Mammoths and mastodons were distantly-related kinds of elephants that lived during the Pleistocene. Their teeth were very different and are the best feature for telling them apart.
Mammoths and mastodons are extinct types of elephants (or, more technically, proboscideans) that are frequently confused. Both were common during the Ice Age of the Pleistocene Epoch, but they had different ecological preferences and are usually found separately as fossils.
In skeletal details, the quickest way to tell the difference between a mammoth and mastodon skeleton is by the teeth (see below). The teeth are indicative of the two species' ecological differences.
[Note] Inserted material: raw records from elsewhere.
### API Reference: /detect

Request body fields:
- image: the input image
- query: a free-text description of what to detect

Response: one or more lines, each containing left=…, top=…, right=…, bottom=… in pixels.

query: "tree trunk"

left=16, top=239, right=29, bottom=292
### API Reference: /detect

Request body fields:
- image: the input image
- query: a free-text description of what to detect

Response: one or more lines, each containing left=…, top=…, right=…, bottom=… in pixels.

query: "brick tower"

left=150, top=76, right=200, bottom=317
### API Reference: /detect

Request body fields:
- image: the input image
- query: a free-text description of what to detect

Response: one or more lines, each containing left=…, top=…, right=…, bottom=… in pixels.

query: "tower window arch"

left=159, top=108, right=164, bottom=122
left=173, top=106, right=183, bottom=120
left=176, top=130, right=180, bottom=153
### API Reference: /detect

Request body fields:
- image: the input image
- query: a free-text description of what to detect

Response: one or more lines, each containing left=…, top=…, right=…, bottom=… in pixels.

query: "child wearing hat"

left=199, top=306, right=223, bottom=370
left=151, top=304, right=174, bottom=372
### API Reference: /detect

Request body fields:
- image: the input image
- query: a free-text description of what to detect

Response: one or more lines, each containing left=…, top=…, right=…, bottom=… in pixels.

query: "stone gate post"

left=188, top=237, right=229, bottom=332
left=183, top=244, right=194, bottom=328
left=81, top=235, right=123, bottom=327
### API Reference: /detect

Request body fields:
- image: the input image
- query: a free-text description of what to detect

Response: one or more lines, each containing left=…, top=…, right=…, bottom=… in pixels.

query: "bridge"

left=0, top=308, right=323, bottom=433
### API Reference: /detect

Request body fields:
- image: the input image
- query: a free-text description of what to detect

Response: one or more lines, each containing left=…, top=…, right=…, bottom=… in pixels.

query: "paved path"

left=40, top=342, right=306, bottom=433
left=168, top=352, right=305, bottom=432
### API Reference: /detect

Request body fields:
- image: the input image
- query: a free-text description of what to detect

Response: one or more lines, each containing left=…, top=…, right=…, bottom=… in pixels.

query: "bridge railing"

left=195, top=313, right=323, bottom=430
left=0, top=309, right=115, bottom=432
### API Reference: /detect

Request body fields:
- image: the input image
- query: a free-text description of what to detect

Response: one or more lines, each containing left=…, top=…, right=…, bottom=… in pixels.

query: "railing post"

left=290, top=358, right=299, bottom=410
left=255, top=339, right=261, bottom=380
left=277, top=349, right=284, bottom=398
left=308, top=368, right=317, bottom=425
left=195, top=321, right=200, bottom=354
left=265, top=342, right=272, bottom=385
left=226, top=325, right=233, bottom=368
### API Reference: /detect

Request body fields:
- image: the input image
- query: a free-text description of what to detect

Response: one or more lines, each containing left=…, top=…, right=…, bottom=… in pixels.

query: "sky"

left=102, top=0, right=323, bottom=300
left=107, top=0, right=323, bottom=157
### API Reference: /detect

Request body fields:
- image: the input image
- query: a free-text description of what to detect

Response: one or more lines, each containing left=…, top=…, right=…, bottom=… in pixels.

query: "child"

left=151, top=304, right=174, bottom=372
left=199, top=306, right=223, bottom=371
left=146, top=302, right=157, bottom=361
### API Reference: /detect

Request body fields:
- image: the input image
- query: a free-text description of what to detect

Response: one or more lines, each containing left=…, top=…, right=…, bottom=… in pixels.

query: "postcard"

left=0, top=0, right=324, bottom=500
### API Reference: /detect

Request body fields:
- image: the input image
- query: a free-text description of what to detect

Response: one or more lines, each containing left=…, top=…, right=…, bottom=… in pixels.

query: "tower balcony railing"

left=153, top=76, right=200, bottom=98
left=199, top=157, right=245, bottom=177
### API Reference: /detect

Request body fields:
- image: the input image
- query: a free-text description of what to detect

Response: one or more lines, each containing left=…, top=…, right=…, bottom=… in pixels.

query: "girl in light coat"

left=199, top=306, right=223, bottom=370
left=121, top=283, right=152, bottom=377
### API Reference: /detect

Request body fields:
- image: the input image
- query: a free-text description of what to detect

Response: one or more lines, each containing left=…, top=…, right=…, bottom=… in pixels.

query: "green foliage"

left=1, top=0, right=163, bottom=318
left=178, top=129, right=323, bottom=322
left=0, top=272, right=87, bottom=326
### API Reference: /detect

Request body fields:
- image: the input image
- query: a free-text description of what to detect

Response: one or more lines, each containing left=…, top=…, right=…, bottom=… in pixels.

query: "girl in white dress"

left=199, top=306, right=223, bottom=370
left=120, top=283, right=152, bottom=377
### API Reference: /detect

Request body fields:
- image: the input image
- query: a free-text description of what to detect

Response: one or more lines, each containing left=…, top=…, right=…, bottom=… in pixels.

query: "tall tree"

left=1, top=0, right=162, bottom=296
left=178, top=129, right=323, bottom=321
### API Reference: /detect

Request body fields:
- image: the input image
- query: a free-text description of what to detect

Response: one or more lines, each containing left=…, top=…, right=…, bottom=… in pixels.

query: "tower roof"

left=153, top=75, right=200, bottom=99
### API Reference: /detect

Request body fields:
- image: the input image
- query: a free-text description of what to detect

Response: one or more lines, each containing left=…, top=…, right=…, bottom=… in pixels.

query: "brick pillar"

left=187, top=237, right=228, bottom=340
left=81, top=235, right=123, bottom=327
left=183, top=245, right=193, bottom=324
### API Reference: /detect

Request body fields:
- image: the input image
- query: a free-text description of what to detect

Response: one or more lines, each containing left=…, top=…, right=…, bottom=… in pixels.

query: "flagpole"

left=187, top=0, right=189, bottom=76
Both mammoths and mastodons became extinct around 10,000 years ago.
Mammoths were close cousins of modern African and Asian elephants.
Compared with mastodons, mammoths were taller and thinner, with a high "domed" skull.
Mammoths had teeth with numerous parallel rows of low ridges, very similar to those of modern elephants. They referred tough, silica-rich grasses. Their teeth were therefore suitable for grinding.
Mastodons are distant relatives of modern elephants and mammoths. They are a separate evolutionary branch of proboscideans that branched off from the modern elephant line during the Miocene epoch.
Compared with mammoths, mastodons have a shorter, stockier build and longer body.
Mastodons have teeth with cone-shaped ridges, a bit like the bottom of an egg carton. They preferred to bite off twigs of brush and trees. Their teeth were therefore adapted for cutting.